Unlike most American consumers, whose failure to save has exasperated economists for years, the typical American corporation has increased its savings so sharply that it probably has enough cash on hand to completely pay off its debts.
That should be good news in an economy unsettled by rising energy prices, tightening credit, gyrating stock prices and declining values for the dollar and the family homestead. Indeed, the Federal Reserve chairman, Ben S. Bernanke, cited strong corporate balance sheets as a bright spot in the darkening forecast he presented to Congress last week.
Some analysts also speculate that these cash-rich companies may start sharing their wealth with investors through special dividends, providing welcome stimulus for the economy.
Corporate spending on equipment and other capital expenditures has declined as savings have soared, suggesting that companies could stimulate the economy now by going on a hiring and spending spree. But that raises worries among some analysts that companies will spend their cash unwisely, making them more vulnerable in the future.
The increase over the last decade in the amount of cash, as a percent of total assets, for the companies in the Standard & Poor’s 500-stock index has been dramatic.

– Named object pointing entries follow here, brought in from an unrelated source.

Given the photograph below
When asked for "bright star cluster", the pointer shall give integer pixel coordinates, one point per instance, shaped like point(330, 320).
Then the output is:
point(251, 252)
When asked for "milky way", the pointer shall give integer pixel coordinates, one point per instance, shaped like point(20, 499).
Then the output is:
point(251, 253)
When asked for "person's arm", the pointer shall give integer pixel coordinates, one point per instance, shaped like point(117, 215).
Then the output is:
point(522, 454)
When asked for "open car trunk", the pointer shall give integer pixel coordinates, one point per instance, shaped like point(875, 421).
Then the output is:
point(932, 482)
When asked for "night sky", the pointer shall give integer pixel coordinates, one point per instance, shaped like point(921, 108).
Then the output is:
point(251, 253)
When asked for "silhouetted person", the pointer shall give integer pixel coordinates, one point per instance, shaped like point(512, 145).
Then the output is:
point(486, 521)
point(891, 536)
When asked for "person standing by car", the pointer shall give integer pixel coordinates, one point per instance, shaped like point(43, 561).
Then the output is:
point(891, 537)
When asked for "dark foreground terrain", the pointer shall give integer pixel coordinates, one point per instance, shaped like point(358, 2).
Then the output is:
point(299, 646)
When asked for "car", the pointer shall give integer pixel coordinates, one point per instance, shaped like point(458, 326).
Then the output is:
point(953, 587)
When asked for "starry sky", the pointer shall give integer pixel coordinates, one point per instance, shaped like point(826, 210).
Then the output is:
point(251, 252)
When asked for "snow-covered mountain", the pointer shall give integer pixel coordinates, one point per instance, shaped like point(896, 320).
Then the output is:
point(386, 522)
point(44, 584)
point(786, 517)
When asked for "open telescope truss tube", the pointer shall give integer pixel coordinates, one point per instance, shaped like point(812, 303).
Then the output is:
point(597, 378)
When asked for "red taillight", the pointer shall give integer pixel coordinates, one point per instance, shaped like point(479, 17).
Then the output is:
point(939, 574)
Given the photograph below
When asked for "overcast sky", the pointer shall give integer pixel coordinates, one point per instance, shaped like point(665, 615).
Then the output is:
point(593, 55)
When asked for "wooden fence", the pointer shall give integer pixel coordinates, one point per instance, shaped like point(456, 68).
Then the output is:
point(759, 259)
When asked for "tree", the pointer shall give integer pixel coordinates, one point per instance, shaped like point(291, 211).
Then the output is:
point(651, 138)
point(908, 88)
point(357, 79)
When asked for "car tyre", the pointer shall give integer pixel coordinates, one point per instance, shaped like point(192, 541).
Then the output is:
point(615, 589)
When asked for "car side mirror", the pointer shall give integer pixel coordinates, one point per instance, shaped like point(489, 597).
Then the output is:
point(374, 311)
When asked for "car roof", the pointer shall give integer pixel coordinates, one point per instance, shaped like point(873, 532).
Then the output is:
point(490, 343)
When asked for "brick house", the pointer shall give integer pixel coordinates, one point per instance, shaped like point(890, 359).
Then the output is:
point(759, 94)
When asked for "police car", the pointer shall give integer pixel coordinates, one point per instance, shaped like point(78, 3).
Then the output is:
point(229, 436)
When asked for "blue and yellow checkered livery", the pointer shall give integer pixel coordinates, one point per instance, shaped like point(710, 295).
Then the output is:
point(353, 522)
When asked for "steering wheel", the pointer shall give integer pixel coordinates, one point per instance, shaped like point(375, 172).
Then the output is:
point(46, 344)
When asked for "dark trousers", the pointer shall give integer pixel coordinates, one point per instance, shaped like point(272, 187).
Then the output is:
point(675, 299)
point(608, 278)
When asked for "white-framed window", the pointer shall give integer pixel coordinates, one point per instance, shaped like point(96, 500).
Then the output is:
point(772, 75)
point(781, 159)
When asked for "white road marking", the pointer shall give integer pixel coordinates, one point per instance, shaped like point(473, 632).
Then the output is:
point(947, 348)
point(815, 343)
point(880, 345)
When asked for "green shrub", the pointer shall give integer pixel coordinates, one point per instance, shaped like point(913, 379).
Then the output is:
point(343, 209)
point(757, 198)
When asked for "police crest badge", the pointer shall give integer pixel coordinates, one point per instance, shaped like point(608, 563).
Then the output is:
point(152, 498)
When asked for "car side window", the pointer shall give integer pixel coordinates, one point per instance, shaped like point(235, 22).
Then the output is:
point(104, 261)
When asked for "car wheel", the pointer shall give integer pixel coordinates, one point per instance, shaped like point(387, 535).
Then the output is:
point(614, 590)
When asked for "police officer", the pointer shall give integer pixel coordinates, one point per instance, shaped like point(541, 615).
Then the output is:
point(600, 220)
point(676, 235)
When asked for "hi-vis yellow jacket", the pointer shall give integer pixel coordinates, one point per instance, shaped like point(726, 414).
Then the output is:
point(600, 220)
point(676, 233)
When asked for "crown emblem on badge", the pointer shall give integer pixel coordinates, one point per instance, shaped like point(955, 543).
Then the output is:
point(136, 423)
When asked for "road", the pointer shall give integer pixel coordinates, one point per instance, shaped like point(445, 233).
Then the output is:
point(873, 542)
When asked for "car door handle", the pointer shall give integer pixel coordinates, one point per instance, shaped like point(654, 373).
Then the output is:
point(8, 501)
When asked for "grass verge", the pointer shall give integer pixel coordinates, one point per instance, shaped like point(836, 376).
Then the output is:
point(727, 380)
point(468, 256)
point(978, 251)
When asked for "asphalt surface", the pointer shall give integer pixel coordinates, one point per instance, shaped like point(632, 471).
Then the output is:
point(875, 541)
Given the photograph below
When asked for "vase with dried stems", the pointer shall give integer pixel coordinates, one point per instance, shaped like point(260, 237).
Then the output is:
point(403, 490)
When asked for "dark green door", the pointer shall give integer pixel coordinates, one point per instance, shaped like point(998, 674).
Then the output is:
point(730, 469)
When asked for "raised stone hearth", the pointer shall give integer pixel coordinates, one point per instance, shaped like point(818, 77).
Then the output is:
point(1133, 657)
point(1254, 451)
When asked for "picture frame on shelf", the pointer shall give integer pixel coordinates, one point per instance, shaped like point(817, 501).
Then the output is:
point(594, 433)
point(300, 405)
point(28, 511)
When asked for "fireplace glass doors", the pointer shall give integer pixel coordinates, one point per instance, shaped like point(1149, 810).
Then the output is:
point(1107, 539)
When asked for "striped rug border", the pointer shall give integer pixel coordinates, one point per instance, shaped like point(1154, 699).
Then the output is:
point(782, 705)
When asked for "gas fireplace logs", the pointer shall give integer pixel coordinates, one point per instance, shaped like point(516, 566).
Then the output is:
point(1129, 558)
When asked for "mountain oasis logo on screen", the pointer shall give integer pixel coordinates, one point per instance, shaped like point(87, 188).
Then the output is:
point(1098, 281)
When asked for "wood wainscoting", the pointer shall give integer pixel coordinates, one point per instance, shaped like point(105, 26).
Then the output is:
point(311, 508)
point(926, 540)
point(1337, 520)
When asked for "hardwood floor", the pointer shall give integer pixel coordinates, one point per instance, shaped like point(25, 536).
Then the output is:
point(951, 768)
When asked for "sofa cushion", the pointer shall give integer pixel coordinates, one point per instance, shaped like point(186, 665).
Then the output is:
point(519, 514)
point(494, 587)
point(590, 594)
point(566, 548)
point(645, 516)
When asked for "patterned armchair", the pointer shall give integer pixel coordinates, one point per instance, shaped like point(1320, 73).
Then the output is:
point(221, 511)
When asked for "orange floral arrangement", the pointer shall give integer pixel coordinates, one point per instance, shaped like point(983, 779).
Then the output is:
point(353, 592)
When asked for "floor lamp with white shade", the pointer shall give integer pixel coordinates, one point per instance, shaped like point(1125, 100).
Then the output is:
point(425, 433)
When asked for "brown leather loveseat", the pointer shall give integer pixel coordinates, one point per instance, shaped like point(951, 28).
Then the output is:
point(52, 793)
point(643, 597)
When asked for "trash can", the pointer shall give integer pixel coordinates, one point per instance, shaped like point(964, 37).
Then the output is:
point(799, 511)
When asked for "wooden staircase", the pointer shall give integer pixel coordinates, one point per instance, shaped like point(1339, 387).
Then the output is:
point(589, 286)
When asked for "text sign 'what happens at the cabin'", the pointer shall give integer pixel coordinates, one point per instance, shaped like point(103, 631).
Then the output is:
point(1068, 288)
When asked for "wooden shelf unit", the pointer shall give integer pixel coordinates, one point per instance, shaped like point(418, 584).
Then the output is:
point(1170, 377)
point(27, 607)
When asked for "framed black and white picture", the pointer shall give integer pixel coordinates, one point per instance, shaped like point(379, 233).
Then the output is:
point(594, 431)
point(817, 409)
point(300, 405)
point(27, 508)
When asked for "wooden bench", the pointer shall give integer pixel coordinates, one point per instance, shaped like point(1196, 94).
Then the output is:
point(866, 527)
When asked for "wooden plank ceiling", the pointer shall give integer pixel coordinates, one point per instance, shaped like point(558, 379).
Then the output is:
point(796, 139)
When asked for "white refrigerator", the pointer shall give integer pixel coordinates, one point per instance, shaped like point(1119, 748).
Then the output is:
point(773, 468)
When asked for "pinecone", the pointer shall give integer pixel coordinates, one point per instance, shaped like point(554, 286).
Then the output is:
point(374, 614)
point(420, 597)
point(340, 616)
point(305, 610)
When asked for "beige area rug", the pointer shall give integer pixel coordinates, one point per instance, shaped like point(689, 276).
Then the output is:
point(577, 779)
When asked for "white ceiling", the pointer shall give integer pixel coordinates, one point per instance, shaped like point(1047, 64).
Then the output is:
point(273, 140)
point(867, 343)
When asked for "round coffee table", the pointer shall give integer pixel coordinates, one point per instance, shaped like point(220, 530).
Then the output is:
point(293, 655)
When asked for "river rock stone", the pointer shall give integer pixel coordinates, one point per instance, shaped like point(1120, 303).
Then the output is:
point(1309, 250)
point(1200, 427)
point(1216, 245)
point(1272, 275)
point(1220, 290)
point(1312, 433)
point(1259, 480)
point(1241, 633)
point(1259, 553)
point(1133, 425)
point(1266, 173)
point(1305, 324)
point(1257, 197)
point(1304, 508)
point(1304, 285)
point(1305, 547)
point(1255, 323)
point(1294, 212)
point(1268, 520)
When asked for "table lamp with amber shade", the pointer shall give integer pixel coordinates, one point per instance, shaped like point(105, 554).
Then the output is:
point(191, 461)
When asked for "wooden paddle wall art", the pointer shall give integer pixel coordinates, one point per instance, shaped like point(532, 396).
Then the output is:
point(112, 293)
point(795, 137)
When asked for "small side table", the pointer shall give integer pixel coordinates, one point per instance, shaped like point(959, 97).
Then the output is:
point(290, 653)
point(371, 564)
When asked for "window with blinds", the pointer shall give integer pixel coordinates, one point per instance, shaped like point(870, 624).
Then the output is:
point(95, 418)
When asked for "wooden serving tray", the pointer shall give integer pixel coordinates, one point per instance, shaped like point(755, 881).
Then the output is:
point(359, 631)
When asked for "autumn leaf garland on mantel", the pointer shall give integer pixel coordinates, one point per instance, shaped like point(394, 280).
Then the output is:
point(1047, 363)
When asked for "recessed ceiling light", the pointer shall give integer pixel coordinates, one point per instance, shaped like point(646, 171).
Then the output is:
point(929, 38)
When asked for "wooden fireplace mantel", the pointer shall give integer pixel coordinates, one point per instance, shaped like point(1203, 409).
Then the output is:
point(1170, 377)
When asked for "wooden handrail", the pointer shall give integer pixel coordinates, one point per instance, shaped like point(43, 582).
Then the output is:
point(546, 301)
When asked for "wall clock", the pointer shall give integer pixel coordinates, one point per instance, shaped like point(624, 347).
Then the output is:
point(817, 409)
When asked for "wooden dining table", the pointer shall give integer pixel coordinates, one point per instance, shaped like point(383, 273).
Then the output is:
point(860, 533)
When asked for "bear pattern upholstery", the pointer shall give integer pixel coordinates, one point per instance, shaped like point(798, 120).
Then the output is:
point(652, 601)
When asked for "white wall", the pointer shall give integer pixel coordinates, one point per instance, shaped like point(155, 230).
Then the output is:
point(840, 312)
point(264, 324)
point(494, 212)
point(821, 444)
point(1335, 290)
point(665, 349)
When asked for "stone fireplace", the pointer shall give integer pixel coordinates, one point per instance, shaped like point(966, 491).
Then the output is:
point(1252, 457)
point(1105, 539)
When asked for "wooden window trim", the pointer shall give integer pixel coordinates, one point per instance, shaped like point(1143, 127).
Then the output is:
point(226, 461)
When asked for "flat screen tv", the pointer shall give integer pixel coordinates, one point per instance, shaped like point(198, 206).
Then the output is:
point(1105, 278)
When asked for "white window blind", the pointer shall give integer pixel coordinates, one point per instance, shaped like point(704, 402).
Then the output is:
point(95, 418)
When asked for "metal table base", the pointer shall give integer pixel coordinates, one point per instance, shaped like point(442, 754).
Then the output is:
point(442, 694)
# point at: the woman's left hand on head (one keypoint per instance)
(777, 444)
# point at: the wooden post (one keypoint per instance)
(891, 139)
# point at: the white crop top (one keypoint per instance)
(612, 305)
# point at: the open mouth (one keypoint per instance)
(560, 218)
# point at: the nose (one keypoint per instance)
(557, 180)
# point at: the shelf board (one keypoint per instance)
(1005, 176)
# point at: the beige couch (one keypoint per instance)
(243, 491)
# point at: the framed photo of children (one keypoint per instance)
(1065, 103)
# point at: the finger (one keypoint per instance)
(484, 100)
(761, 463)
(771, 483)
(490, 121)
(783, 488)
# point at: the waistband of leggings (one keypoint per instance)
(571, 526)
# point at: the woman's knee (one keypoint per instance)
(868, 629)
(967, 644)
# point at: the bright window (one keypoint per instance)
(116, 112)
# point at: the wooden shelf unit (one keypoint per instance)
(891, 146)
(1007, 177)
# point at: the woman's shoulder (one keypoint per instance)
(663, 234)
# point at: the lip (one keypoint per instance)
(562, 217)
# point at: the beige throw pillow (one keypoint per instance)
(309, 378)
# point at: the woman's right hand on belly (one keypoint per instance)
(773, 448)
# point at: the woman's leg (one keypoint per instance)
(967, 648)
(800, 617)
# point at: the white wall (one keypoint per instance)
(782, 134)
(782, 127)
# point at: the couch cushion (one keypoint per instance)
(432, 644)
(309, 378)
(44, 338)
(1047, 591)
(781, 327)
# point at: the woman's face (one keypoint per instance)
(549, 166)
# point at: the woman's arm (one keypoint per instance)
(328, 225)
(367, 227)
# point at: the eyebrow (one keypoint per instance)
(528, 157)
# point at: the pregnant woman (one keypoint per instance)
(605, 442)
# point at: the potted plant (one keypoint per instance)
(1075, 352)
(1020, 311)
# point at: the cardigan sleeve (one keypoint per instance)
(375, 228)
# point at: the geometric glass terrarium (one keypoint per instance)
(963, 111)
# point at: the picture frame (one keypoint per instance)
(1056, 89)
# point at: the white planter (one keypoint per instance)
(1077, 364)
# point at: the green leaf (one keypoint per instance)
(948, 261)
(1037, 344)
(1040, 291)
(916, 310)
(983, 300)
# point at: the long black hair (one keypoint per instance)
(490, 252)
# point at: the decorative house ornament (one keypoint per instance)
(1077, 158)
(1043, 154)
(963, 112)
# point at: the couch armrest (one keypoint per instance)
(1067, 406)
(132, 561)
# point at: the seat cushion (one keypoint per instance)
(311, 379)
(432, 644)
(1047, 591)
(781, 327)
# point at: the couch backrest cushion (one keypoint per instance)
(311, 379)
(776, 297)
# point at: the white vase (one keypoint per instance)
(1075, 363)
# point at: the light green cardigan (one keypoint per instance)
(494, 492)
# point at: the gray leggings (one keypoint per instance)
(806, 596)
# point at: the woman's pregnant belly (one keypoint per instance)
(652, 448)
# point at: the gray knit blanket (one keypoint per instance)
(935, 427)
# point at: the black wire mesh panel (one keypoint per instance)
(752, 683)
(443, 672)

One study shows that the average cash ratio doubled from 1998 to 2004 and the median ratio more than tripled, while debt levels fell. According to S&P, the total cash held by companies in its industrial index exceeded $600 billion in February, up from about $203 billion in 1998.
Rene M. Stulz, who holds the Reese chair in banking and monetary economics at Fisher College of Business at Ohio State University, said research he conducted with two other professors on corporate cash levels since 1980 indicates that growing cash holdings over that period most likely reflect the simple fact that the world became a much riskier place for business.
“Companies responded to those rising risks by saving more,” said Stulz, whose study excluded utilities and financial companies because their cash reserves are monitored by regulators.
An even longer savings trend was spotted by Jason DeSena Trennert, managing partner and chief investment strategist at Strategas Research Partners in New York, who said his own rough examination of corporate balance sheets shows that “cash, as a percent of total assets, is as high as it’s been since the 1960s.”
The ledgers of many individual companies bear out these findings. For example, the cash ratio at Paychex — cash and short-term investments as a percent of total assets — has more than doubled, from less than 30 percent in 1988 to more than 70 percent by last summer. Over the same period, Apple’s cash ratio grew to more than 60 percent, from just over 38 percent.